Healthcare-associated infections (HAIs) are commonly associated with an increased risk of developing antimicrobial resistance (AMR). Globally, many patients are affected by a healthcare-related disease, which has greatly increased the overall operating cost of the healthcare system. Although it is extremely important to identify pathogens with high rates of transmission in hospitals, the capacity of diagnostic laboratories to track them is lacking.
In Australia, more than 165,000 patients suffer from a healthcare peripheral infection each year. A 30-day Australian survey revealed methicillin-resistant mortality rates Staphylococcus aureus (MRSA) and vancomycin resistance Enterococcus The hospitalized infections (VRE) were 14.9% and 20%, respectively. The same survey also reported a mortality rate of 18.6% due to extended-spectrum beta-lactamase production. Escherichia coli (ESBL-E) Nosocomial bloodstream infections.
Genomic analysis has proven to be an effective tool for characterizing pathogen transmission routes. This tool can enhance infection prevention and control measures during outbreaks of pathogenic diseases. However, it is rarely used as a real-time monitoring and prevention tool.
Traditional methods used in genetic analysis are usually time consuming and analytical tools are not readily available outside specialized laboratories. Recently, whole genome sequencing (WGS) methods have been developed to analyze the transmission dynamics of bacterial pathogens, which has helped to assess the potential for outbreaks. This method can be used as a frontline tool for managing pathogens that can threaten human life.
at recent days Clinical infectious diseases In the study, scientists developed a clinical workflow for WGS that can detect transmission events of a pathogen before it becomes dominant. Therefore, this method can effectively prevent and control infections and help develop strategies to respond to outbreaks appropriately.
MRSA, VRE, ESBL-E, carbapenem-resistant Acinetobacter baumannii (CRAB) and carbapenemase-producing Enterobacterales (CPE) isolates were obtained from blood cultures, cerebrospinal fluid, sterile sites, and screening samples (eg, rectal swabs) across three large samples. Hospitals in Brisbane, Australia. A total of 2,660 bacterial isolates were obtained between 19 April 2017 and 1 July 2021 from the participating hospitals. Bacterial pathogens were isolated from 2336 patients, of which 259 patients were given multiple isolates.

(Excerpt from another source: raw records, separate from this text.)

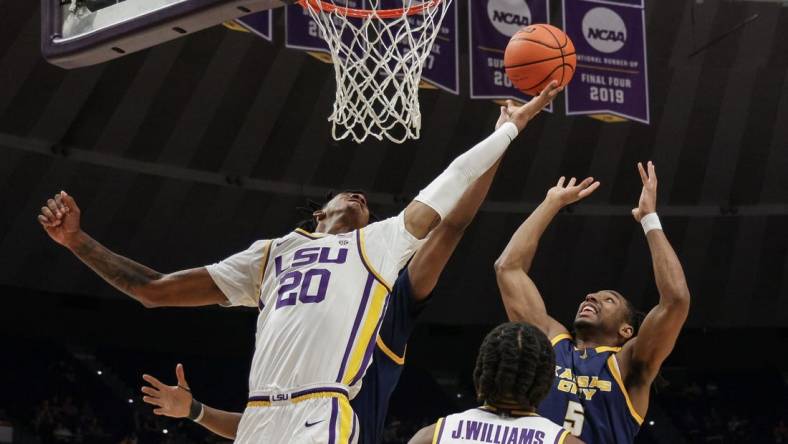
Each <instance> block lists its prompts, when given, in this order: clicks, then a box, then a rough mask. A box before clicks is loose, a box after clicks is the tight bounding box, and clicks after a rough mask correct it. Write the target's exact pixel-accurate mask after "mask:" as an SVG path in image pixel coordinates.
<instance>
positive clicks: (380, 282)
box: [356, 230, 392, 293]
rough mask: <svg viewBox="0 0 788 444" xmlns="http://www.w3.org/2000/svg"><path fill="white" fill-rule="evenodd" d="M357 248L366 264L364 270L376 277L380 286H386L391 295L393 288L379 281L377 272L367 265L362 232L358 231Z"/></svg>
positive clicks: (378, 278) (361, 262)
mask: <svg viewBox="0 0 788 444" xmlns="http://www.w3.org/2000/svg"><path fill="white" fill-rule="evenodd" d="M356 248H357V249H358V257H359V258H361V263H362V264H364V268H366V269H367V271H368V272H369V274H371V275H372V276H374V277H375V280H377V281H378V282H380V285H382V286H384V287H385V288H386V290H388V292H389V293H391V290H392V289H391V287H389V284H387V283H385V282H383V281H382V280H381V279H379V278H378V275H377V273H376V272H375V270H373V269H372V266H371V265H369V264H368V263H367V261H366V260H365V259H364V252H363V251H362V250H361V230H356Z"/></svg>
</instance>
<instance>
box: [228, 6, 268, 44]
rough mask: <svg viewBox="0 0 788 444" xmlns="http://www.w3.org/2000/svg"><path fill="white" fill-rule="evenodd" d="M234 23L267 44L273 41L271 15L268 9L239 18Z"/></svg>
mask: <svg viewBox="0 0 788 444" xmlns="http://www.w3.org/2000/svg"><path fill="white" fill-rule="evenodd" d="M235 22H236V23H238V24H239V25H241V26H243V27H244V28H246V29H247V30H248V31H249V32H251V33H254V34H257V35H258V36H260V37H262V38H264V39H266V40H268V41H269V42H270V41H272V40H273V32H272V29H273V13H272V12H271V10H270V9H268V10H266V11H262V12H256V13H254V14H250V15H247V16H244V17H241V18H239V19H236V20H235Z"/></svg>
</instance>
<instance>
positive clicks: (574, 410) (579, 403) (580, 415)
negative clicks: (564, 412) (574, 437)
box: [564, 401, 586, 436]
mask: <svg viewBox="0 0 788 444" xmlns="http://www.w3.org/2000/svg"><path fill="white" fill-rule="evenodd" d="M585 419H586V418H585V410H584V409H583V405H582V404H580V403H579V402H575V401H569V405H568V406H567V407H566V418H565V419H564V428H565V429H566V430H568V431H569V433H571V434H572V435H574V436H580V434H581V433H583V422H584V421H585Z"/></svg>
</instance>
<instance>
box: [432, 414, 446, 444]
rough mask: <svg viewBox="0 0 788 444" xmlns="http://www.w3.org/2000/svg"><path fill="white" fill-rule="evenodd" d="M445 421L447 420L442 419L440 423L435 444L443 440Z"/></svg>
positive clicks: (439, 443)
mask: <svg viewBox="0 0 788 444" xmlns="http://www.w3.org/2000/svg"><path fill="white" fill-rule="evenodd" d="M446 419H447V418H443V421H441V427H440V428H439V429H438V440H437V441H435V444H440V443H441V438H443V428H444V427H446Z"/></svg>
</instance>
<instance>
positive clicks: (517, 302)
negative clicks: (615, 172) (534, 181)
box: [495, 177, 599, 339]
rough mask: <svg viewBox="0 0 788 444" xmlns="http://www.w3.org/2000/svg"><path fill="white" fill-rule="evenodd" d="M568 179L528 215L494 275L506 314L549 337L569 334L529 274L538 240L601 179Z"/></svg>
mask: <svg viewBox="0 0 788 444" xmlns="http://www.w3.org/2000/svg"><path fill="white" fill-rule="evenodd" d="M564 182H565V178H563V177H562V178H561V179H559V181H558V184H557V185H556V186H554V187H553V188H551V189H550V190H549V191H548V192H547V197H546V198H545V200H544V201H543V202H542V203H541V204H540V205H539V206H538V207H537V208H536V210H534V212H533V213H531V215H530V216H528V219H526V220H525V222H523V224H522V225H520V228H518V229H517V231H516V232H515V233H514V236H512V239H511V240H510V241H509V244H508V245H507V246H506V248H505V249H504V250H503V253H501V256H500V257H499V258H498V260H497V261H495V276H496V278H497V280H498V288H499V289H500V291H501V298H502V299H503V304H504V307H505V308H506V314H507V315H508V317H509V320H510V321H514V322H528V323H530V324H532V325H535V326H536V327H537V328H539V329H540V330H542V332H543V333H544V334H545V335H546V336H547V337H548V338H550V339H552V338H554V337H555V336H557V335H559V334H562V333H567V330H566V328H565V327H564V326H563V325H561V323H559V322H558V321H556V320H555V319H554V318H552V317H551V316H550V315H548V314H547V308H546V307H545V304H544V300H543V299H542V295H541V294H540V293H539V289H538V288H537V287H536V284H534V282H533V280H531V278H530V276H528V271H529V270H530V269H531V263H532V262H533V259H534V255H535V254H536V249H537V247H538V246H539V239H541V237H542V234H543V233H544V231H545V230H546V229H547V226H548V225H549V224H550V222H551V221H552V220H553V218H554V217H555V215H556V214H558V212H559V211H560V210H561V208H563V207H565V206H567V205H569V204H572V203H574V202H577V201H579V200H581V199H583V198H585V197H587V196H589V195H590V194H591V193H593V192H594V190H596V189H597V188H598V187H599V182H594V179H593V178H592V177H589V178H588V179H586V180H584V181H582V182H580V183H579V184H577V183H576V182H577V181H576V179H575V178H572V179H570V180H569V183H568V184H567V185H566V186H564Z"/></svg>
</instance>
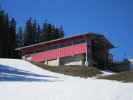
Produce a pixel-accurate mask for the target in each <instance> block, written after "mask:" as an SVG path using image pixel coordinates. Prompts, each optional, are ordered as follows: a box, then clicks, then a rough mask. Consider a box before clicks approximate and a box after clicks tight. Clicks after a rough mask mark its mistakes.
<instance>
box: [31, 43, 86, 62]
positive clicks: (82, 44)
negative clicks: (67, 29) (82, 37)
mask: <svg viewBox="0 0 133 100" xmlns="http://www.w3.org/2000/svg"><path fill="white" fill-rule="evenodd" d="M86 49H87V46H86V44H77V45H73V46H69V47H64V48H59V49H55V50H49V51H45V52H41V53H38V54H34V55H32V61H35V62H41V61H45V60H51V59H56V58H61V57H67V56H73V55H77V54H82V53H85V52H86Z"/></svg>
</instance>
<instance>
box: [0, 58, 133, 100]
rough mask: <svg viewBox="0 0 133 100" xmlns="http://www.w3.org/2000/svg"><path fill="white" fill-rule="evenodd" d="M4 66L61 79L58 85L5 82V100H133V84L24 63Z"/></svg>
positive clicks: (49, 82) (28, 74) (4, 84)
mask: <svg viewBox="0 0 133 100" xmlns="http://www.w3.org/2000/svg"><path fill="white" fill-rule="evenodd" d="M0 65H5V66H10V67H11V68H17V69H20V70H23V71H26V72H28V73H34V74H36V75H47V76H53V77H58V78H57V80H55V81H54V82H53V81H52V82H51V81H48V82H46V81H41V82H40V81H39V82H38V81H32V82H31V81H30V82H29V81H24V82H22V81H16V82H12V81H8V82H7V81H1V82H0V99H1V100H133V92H132V91H133V83H121V82H116V81H108V80H98V79H92V78H88V79H83V78H79V77H70V76H65V75H62V74H57V73H52V72H49V71H46V70H42V69H41V68H38V67H37V66H34V65H32V64H30V63H28V62H25V61H22V60H12V59H0ZM4 71H5V70H4ZM5 72H6V71H5ZM1 73H2V72H1ZM15 75H16V74H15ZM28 75H29V74H28ZM36 77H37V76H36ZM42 77H43V76H42ZM43 78H44V79H45V77H43ZM50 79H51V77H50ZM60 80H61V81H60Z"/></svg>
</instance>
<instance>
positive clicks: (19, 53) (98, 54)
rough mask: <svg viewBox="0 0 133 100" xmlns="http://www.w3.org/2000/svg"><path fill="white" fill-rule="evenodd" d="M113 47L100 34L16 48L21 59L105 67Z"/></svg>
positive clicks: (82, 36) (93, 33)
mask: <svg viewBox="0 0 133 100" xmlns="http://www.w3.org/2000/svg"><path fill="white" fill-rule="evenodd" d="M113 47H114V46H113V45H112V44H111V43H110V42H109V41H108V40H107V39H106V38H105V37H104V36H103V35H101V34H96V33H86V34H81V35H76V36H71V37H65V38H60V39H56V40H51V41H48V42H40V43H36V44H33V45H29V46H25V47H20V48H17V49H16V50H17V52H18V53H19V55H20V56H21V58H22V59H25V60H28V61H33V62H42V63H44V64H47V65H49V66H59V65H86V66H88V65H106V64H108V63H111V61H112V56H111V54H110V53H109V50H110V49H112V48H113Z"/></svg>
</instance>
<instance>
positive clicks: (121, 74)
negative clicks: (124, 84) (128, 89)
mask: <svg viewBox="0 0 133 100" xmlns="http://www.w3.org/2000/svg"><path fill="white" fill-rule="evenodd" d="M99 79H108V80H117V81H123V82H133V71H125V72H120V73H117V74H114V75H109V76H102V77H99Z"/></svg>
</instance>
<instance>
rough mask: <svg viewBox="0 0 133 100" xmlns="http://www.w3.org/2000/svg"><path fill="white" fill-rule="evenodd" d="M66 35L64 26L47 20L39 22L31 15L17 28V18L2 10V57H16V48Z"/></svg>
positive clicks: (0, 37)
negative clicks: (19, 26)
mask: <svg viewBox="0 0 133 100" xmlns="http://www.w3.org/2000/svg"><path fill="white" fill-rule="evenodd" d="M62 37H64V30H63V27H62V26H60V27H57V26H55V25H54V24H51V23H49V22H48V21H47V20H45V21H44V22H43V24H41V25H40V24H38V23H37V21H36V20H33V19H32V18H31V17H30V18H29V19H27V21H26V22H25V25H24V26H23V27H19V28H16V20H15V19H14V18H9V16H8V14H7V13H6V12H5V11H4V10H0V57H2V58H15V57H17V53H16V51H15V48H18V47H23V46H28V45H31V44H35V43H39V42H43V41H49V40H53V39H58V38H62Z"/></svg>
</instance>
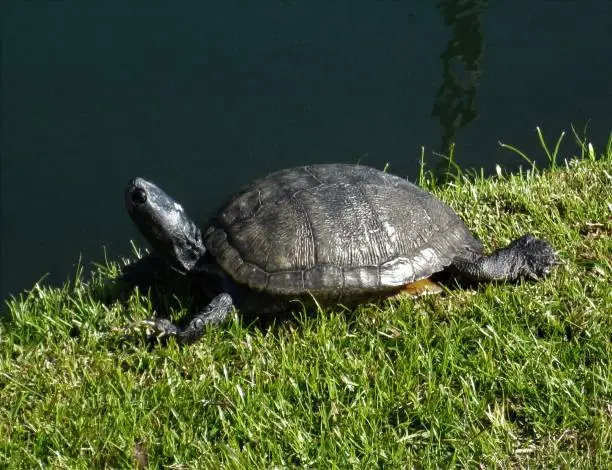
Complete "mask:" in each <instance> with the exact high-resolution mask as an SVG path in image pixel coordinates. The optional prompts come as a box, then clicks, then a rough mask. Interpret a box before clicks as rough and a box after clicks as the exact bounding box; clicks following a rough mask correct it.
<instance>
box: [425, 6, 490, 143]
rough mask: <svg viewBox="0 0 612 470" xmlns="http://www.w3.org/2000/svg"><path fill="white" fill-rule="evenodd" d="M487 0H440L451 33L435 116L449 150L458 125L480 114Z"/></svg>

In this study, samples were collected weekly, with an average of 8 samples per week. These samples were subjected to WGS analysis. WGS helped create in silico Multi-position sequence writing (MLST). In addition, resistance genotyping was performed using a customized genome analysis pipeline.
Presumptive outbreak events were identified by comparing primary genome single-nucleotide polymorphisms (SNPs). Appropriate clinical data were analyzed along with genomic analysis data through custom automation. These results have been combined with hospital-specific reports that are distributed regularly to infection control teams.
Among the total bacterial isolates sequenced during the study period, 293 Gram-negative MDR isolates, 620 MRSA and 433 VRE were found. The combination of genomic and epidemiological data helped identify 37 clusters that may have occurred due to community rather than hospital transmission events.
Primary genome SNP data revealed that 335 isolates formed 76 distinct groups. Interestingly, of the 76 groups, 43 were associated with participating hospitals. This result indicates that continuous bacterial transmission occurs within hospitals. The remaining 33 clusters were linked to either nosocomial transmission events or bacterial strains circulating within the community.
Timely availability of reports is critical to the development of an effective monitoring programme. Importantly, the current protocol can provide genome data within 10 days of sample collection. It should be noted that the median time to report of 33 days limits the clinical significance of the data.
Some of the factors associated with long reporting periods impede transportation of samples to the central laboratory, lack of on-site or dedicated WGS infrastructure, and development of a continuous analysis pipeline. However, structural reorganization and workflow improvements can reduce these delays.
In this study, the WGS-based method helped to identify two putative transmission groups Ab1050-A1 and Eh90-A2, which are associated with previous outbreaks. This result strongly indicates that WGS should be deployed as a potential surveillance tool to prevent outbreaks of pathogenic diseases.
A major limitation of this study is that the prospective surveillance program was primarily based on multidrug-resistant bacteria. Hence, the current study fails to consider other pathogenic organisms susceptible to antibiotics.
Although it is difficult to integrate WGS workflows and other appropriate computing infrastructure within existing systems into a healthcare setting, it is important to establish the same to prevent future outbreaks. A WGD-based organization can reduce the overall cost of the healthcare system.